Except I didn’t die. I couldn’t die just then. I was here to see Spectre, and I’d paid a monstrous £10.99 for my little felt seat. I took deep breaths; I relaxed every part of my body and told myself I would survive. Everything told me that I wouldn’t be alright, I would certainly die any moment, but I kept telling myself I would survive.

‘It’s a panic attack’, I kept saying. You remember these from before. You haven’t died from one before, and you’re not going to die from one now. Besides, there is popcorn, you like popcorn. Stay alive for the popcorn.

As much as I told myself this, and as much as I sucked in the stale oxygen that lingered in Screen 8 of the Vue cinema, I honestly didn’t think I would come out the other side alive. But as the trailers finished and 007’s latest adventure opened to the sound of beating drums in a glorious four and half minute non-stop tracking shot through the streets Mexico, everything faded and melted away. After ten minutes of total unbearable fear and certain death, as quickly as it had come, it had gone. I was back to being a normal, non-panicking human.

And what of Spectre? Well, it was a shame that the majestic opening shot was the best – possibly the only good – part of the film. The most disappointing thing was that my silent and terrifying panic attack in a cinema full of people was the most intense part of the whole evening.

*Before I offend any Katniss Everdeen fans, I should point out that this is said with tongue firmly in cheek. Also, my wife has never dragged me to any of the Hunger Games films. She is in fact a very nice girl who never drags me anywhere horrible. Actual truth – tongue no longer in cheek. Anyway, I’ve not seen any of them, nor have I read the books. But I did see a trailer for the last one and I kind of feel like I’ve missed out… Any thoughts…?


Tuesday, 3 November 2015

[10] No-one Even Noticed



‘You’ll be alright, just be brave’.

‘Just get on with it’.

‘It’s just a little bump in the road, you’ll be fine before you know it’.

There were a million other phrases that friends and family would use to tell me it would be ok.

Admittedly some of them were stumbling over their knowledge of English vocabulary in some kind of awkwardness or another, trying to find something to say when they didn’t really know what to say. But honestly most of them just plain didn’t understand. They didn’t understand that I was in pain. Not physical pain, but an odd kind of mental anguish experienced by only a few.

I think that was the problem. None of the people I spoke too had any experience or point of connection to what I was going through. No-one except my wife, who sat with me day after day, night after night, and put up with it first-hand all the time. She couldn’t quite get her head around what was happening or how it felt, but she saw what it was doing to me and understood from there. But no-one else did, if I’m honest.

I felt sad, and lonely, like nothing would ever be enjoyable again, and like I was completely useless at absolutely everything.

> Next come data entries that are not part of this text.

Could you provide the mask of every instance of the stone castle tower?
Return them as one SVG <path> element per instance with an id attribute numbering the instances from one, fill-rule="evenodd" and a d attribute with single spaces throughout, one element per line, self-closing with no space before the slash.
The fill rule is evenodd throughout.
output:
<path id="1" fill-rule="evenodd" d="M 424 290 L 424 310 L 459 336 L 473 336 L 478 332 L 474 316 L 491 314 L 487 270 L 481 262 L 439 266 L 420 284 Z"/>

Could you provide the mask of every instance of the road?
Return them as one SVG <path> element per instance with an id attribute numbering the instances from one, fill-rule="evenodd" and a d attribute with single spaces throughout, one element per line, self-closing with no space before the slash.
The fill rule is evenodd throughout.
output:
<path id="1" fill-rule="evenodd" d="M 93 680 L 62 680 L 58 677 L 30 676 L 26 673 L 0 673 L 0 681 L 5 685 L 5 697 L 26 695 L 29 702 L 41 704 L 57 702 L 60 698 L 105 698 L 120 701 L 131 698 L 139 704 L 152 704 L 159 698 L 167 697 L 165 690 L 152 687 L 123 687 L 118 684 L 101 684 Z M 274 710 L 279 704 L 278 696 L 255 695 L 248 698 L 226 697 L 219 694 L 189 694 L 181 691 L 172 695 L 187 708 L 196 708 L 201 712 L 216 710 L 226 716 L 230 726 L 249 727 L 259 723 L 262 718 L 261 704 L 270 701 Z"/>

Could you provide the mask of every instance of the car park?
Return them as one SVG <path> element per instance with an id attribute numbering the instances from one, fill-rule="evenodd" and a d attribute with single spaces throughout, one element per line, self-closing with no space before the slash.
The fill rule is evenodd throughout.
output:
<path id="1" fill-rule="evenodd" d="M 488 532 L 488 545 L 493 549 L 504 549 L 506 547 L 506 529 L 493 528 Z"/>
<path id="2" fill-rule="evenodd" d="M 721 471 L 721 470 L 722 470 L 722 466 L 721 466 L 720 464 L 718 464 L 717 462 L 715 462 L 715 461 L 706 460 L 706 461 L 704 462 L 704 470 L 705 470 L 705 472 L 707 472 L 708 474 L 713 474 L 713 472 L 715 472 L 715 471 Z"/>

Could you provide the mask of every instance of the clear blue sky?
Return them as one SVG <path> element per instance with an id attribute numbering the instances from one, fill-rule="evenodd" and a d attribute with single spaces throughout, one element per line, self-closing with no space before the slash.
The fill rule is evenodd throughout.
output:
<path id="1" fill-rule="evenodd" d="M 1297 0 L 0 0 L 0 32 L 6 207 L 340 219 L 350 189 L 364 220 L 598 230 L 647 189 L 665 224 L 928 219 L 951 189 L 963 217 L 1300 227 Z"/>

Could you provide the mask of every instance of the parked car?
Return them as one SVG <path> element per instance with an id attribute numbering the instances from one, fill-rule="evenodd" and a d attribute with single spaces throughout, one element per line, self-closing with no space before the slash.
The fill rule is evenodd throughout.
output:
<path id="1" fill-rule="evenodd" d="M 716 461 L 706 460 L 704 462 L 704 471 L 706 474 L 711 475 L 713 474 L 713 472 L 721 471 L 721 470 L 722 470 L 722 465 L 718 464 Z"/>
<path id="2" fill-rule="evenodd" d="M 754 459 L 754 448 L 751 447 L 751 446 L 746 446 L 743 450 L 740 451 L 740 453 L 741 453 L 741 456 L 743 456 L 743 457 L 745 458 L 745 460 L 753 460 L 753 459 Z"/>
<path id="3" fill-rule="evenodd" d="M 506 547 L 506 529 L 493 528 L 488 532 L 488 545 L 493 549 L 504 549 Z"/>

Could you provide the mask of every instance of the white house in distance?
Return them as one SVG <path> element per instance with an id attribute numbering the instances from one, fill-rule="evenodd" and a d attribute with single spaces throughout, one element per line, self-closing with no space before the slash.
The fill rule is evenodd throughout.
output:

I couldn’t go to the shops on my own; I don’t know what I thought would happen, but I knew it would be awful and that the world would probably end. I knew I wasn’t capable enough, mentally or physically, to get out of the house and walk anywhere.

Had there been some grotesque abnormality on my face, people would have understood. Had I lost a leg or another limb, they would be able to see the pain I was in. But the reality was I had nothing ‘wrong’. People didn’t know that I could simply be sitting watching television and launch in to some kind of full-blown terror-panic-lunacy episode, where I would be feeling sicker than anyone in the whole world had ever felt in their whole life, and my heart would be beating so fast I thought it was going to explode. People wouldn’t understand how I felt like I was trapped in the burning wreckage of my body and couldn’t escape, or how the terror would rise up in my mind without a moment’s notice and cripple my entire life and my entire future. And I couldn’t explain it to them. I couldn’t find the words to explain just how terrifying it was. I still can’t.

And without any ability to put the fear in to words and make people understand how I was feeling, I was totally lost. It was as if my whole body was burning itself to death from the inside, and without any visible signs on my skin or my face, no-one even noticed.